Kläranlage in Gremmelsbach: Höfe erhalten Anschluss an Kanalnetz

Derlei Spülung geht künftig auch bei den letzten sechs Aussiedlerhöfen in Gremmelsbach seinen korrekten Gang. Sie bekommen einen Abwasseranschluss und können die eigenen Kleinkläranlagen einmotten.
Ralf Hirschberger/dpaSeit Jahren drängt das Amt für Wasser und Boden im Landratsamt darauf, dass – wenn irgend möglich – auch das letzte Haus im Außenbereich an die öffentlichen Kläranlagen angeschlossen werden sollten. Nun kann in Gremmelsbach die letzte Lücke mit sechs Höfen im Bereich Althornberg geschlossen werden.
Im Zuge der Verlegung des Breitbandnetzes „bis zur letzten Milchkanne“ biete sich das an, wie Bürgermeister Sven Ketterer in der Sitzung des Triberger Gemeinderats feststellte. Mit Thomas Dold, selbst Bürger im Teilort, habe man einen Mann gefunden, der viel Erfahrung als Leiter für solche Grabungen habe – er machte so etwas bereits bei etlichen weiteren Projekten.

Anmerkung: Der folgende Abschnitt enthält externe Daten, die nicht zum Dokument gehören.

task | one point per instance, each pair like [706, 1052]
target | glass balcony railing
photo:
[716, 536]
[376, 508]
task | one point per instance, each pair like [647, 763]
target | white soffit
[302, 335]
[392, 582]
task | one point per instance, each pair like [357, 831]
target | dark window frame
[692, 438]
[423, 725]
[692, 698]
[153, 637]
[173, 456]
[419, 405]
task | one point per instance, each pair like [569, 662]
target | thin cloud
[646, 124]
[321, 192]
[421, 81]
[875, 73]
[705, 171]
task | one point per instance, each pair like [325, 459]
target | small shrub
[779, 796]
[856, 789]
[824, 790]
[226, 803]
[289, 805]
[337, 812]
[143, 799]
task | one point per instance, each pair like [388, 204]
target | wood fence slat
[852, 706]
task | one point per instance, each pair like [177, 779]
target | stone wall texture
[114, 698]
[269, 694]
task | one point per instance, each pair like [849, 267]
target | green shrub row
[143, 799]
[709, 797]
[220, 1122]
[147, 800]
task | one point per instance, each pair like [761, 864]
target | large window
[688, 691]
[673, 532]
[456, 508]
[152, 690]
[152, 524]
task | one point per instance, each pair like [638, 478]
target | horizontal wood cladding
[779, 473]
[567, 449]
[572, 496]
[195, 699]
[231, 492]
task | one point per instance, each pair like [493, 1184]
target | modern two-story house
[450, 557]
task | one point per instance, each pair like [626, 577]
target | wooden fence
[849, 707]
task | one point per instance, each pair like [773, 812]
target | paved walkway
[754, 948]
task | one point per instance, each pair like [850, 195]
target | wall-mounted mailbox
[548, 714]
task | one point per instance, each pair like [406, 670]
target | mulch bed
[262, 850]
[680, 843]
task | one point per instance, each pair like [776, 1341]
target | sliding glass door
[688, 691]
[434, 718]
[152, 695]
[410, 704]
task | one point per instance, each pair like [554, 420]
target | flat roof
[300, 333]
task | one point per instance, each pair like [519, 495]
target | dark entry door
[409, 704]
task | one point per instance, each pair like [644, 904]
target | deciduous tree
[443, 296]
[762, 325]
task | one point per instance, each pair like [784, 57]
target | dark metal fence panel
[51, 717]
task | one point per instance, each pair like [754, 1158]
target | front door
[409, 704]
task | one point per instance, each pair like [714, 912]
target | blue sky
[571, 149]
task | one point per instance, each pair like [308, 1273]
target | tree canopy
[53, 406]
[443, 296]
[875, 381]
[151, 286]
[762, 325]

Da bei allen beteiligten Höfen zudem die Kleinkläranlagen erneuert werden sollten – mit maximal 15 Jahren „Haltbarkeit“ – biete sich der Anschluss an. Zumal eine früher angedachte Anbindung an die Kanalisation in Niederwasser sich zerschlagen habe.
Nun kam man zur Überzeugung, dass die Höfe im Bereich Rötenbachhof an den Kanal angeschlossen werden könnten, was allerdings eine Pumpenanlage mit Kosten von gut 93 600 Euro benötigt. Die Pumplösung, mit der ein enormer Höhenunterschied bewältigt wird, sei für die Donaueschinger Firma Mall ein Pilotprojekt, da sie solche Systeme bis dato nie bewältigte. Die sechs Anwesen müssten knapp 177 500 Euro abzüglich 30 Prozent Förderung bezahlen.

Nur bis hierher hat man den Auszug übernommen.